Prior to due presentment of this Security for registration of transfer, the
Company, the Trustee and any agent of the Company or the Trustee may treat the
Person in whose name this Security is registered as the owner hereof for all
purposes, whether or not this Security be overdue, and neither the Company, the
Trustee nor any such agent shall be affected by notice to the contrary.
The Securities of this series are issuable only in registered
form without coupons in denominations of $25 and any integral multiple thereof.
As provided in the Indenture and subject to certain limitations therein set
forth, Securities of this series are exchangeable for a like aggregate principal
amount of Securities of such series of a different authorized denomination, as
requested by the Holder surrendering the same.
The Company and, by its acceptance of this Security or a beneficial interest
therein, the Holder of, and any Person that acquires a beneficial interest in,
this Security agree that for United States federal, state and local tax purposes
it is intended that this Security constitute indebtedness.

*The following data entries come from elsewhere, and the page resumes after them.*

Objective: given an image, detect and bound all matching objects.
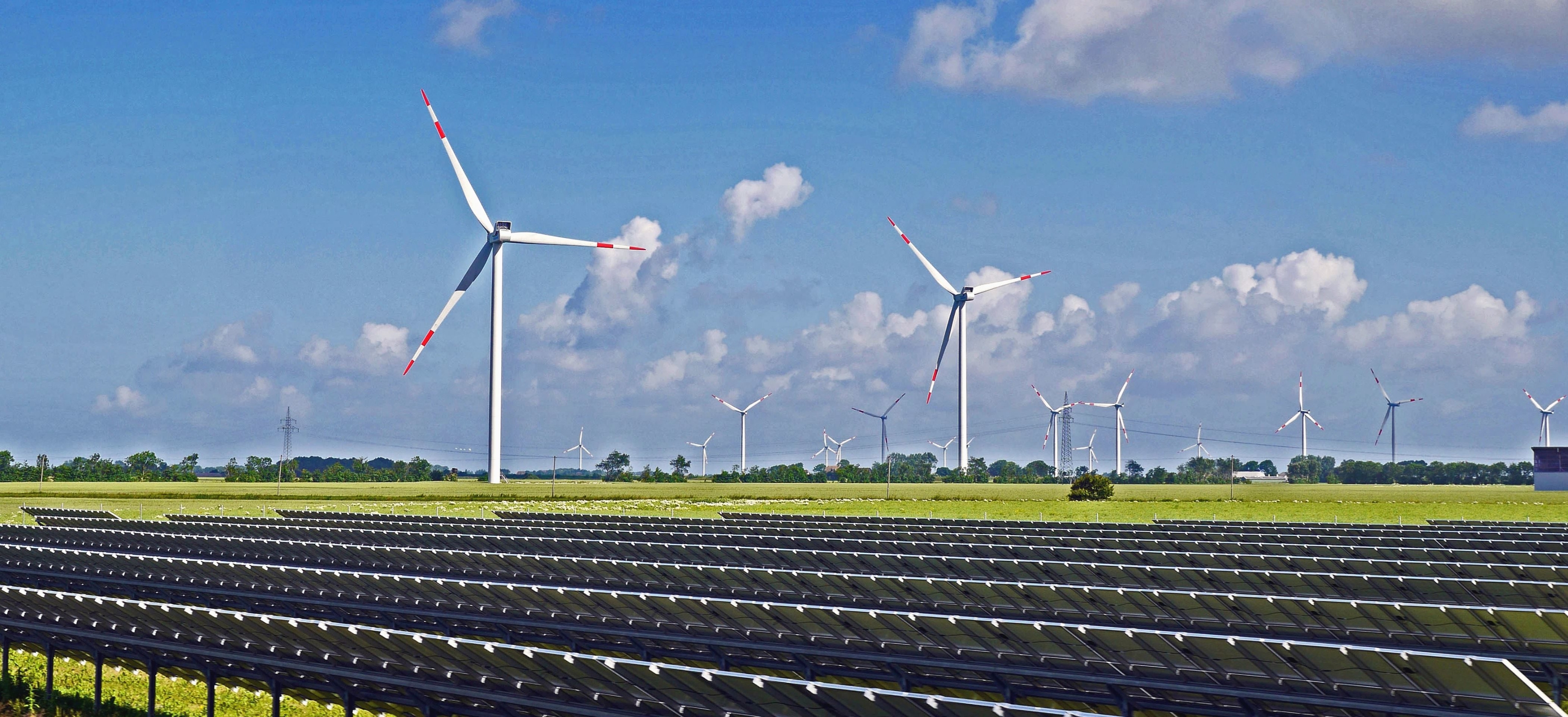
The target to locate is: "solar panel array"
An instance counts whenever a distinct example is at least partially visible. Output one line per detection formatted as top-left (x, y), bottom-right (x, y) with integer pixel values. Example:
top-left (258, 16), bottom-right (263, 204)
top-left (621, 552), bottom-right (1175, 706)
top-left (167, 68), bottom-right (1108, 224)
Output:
top-left (0, 512), bottom-right (1568, 717)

No recourse shall be had for the payment of the principal of or premium, if any,
or interest on this Security, or for any claim based hereon, or otherwise in
respect hereof, or based on or in respect of the Indenture, against any
incorporator, stockholder, officer or director, past, present or future, as
such, of the Company or of any predecessor or successor Person, whether by
virtue of any constitution, statute or rule of law, or by the enforcement of any
assessment or penalty or otherwise, all such liability being, by the acceptance
hereof and as part of the consideration for the issuance hereof, expressly
waived and released.
THE INDENTURE AND THIS SECURITY SHALL BE GOVERNED BY AND
CONSTRUED IN ACCORDANCE WITH THE LAWS OF THE STATE OF NEW YORK WITHOUT REGARD TO
CONFLICTS OF LAWS PRINCIPLES THEREOF.